Porting Hindi ASR onto Raspberry Pi 3

Academic Project for 6th Semester

Automatic speech recognition (ASR) systems use models which work at two stages, namely the parameterization of the input noise signal followed by training and testing of the features using any classification technique. Researchers have proposed a variety of acoustic models to accomplish this complex task. Deep learning is currently one of the most reliable and technologically capable approaches for creating more accurate speech recognition models and natural language processing (NLP). For low-resource languages, automatic speech recognition (ASR) systems have recently gained popularity. India has 22 official languages and over 2,000 regional languages, the majority of which have limited resources.

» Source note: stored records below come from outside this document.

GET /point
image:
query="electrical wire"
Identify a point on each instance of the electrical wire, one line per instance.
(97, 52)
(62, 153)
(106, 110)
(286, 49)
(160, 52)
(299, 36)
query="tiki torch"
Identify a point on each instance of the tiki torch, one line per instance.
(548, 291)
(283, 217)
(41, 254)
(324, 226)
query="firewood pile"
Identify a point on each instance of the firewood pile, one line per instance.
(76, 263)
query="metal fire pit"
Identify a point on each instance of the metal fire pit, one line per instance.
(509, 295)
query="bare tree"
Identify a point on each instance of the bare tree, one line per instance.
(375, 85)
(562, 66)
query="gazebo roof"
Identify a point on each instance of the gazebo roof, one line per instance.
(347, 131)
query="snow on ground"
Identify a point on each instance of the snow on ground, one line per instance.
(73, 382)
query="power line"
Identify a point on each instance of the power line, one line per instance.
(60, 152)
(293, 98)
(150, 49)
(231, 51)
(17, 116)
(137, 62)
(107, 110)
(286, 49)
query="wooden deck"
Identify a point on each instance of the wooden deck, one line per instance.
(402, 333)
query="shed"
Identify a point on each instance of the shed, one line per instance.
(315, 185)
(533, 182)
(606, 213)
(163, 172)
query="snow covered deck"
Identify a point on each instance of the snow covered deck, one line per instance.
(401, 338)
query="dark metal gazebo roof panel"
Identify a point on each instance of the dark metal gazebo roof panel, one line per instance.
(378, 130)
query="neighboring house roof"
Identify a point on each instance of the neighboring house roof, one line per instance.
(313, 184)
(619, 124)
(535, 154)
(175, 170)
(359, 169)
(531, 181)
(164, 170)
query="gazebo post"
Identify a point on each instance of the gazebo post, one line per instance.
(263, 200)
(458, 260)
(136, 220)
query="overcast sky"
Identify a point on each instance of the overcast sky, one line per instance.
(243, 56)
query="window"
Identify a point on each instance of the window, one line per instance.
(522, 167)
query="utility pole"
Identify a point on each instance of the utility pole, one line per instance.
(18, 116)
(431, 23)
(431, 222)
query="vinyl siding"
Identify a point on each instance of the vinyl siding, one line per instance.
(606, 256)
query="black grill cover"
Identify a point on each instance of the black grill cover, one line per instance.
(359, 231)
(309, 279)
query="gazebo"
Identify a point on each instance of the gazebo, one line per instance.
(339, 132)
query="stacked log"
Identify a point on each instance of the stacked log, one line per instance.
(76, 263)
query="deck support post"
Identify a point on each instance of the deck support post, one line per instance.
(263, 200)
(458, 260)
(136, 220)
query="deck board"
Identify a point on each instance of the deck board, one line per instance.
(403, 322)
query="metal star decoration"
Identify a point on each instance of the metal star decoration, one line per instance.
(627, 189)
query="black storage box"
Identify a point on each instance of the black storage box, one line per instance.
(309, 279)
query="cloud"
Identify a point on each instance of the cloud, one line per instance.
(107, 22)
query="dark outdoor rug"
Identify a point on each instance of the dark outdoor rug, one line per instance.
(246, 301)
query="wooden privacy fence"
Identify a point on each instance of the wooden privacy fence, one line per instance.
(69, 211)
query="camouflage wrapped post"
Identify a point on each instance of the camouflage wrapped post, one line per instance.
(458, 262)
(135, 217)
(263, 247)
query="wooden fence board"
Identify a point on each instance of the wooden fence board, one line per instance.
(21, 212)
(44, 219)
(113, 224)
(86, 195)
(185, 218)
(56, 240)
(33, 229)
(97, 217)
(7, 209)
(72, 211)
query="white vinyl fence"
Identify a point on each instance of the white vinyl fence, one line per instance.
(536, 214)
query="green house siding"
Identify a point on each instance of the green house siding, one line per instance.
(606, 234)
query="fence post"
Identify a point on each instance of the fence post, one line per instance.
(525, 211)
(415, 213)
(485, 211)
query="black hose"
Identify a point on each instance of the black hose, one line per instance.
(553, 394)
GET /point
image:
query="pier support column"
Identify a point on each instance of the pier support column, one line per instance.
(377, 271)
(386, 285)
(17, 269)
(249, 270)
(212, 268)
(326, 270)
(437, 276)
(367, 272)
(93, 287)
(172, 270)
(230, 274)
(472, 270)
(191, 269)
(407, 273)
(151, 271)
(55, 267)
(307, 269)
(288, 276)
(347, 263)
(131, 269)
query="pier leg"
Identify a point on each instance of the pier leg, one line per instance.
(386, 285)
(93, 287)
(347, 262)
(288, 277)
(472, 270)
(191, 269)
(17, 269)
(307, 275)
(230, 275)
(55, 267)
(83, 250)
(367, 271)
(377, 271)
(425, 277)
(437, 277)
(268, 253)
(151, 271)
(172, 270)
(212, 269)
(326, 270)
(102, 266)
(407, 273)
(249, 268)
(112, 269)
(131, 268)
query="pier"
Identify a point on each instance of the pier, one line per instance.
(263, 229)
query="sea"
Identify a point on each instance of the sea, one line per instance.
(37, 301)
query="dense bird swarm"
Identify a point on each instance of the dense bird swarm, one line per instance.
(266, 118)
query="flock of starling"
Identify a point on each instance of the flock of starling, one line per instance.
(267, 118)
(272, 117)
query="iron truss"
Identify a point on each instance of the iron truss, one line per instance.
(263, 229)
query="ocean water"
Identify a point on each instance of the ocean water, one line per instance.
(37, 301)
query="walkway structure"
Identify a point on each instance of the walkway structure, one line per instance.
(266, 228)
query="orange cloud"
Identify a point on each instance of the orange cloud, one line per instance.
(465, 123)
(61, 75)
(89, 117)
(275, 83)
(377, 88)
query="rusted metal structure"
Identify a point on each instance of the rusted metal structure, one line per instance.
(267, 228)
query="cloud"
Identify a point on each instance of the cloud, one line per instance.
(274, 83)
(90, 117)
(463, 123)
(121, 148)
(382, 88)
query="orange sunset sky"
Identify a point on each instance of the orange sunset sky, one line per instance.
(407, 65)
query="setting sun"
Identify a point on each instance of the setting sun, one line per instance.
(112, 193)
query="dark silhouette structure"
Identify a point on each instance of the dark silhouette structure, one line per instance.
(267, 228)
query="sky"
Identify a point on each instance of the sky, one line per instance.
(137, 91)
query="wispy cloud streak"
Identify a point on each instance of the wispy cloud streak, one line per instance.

The Hindi language's standard resources are also minimal. In our project, a Time Delay Neural Network (TDNN) was used to implement a continuous Hindi ASR system, which significantly improves the performance of Gaussian Mixture Model-Hidden Markov Model (GMM-HMM) based Hindi ASR system using the Kaldi automatic speech recognition toolkit. Our project has utilised this system by deploying it on a raspberry pi using Vosk, an offline speech recognition toolkit, to create a portable device that can detect, receive and process voice audio data in real time.

Hardware and Software

Raspberry Pi 3
ReSpeaker 4-mic Array
Python3
Kaldi trained TDNN model (Hindi ASR)
Vosk-API

My Contribution

Training and testing the GMM-HMM and TDNN models using Kaldi speech recognition toolkit and Vosk API

Final Result

After compiling the model with kaldi, the training word error rate was found to be 45%. By executing the code with different input samples, we found the word error rate for test data to be in between 0 - 64%., with an average of 23% .This is accounting for the variations in test data and training data, such as variations in dialect, accent, vocabulary and enunciation.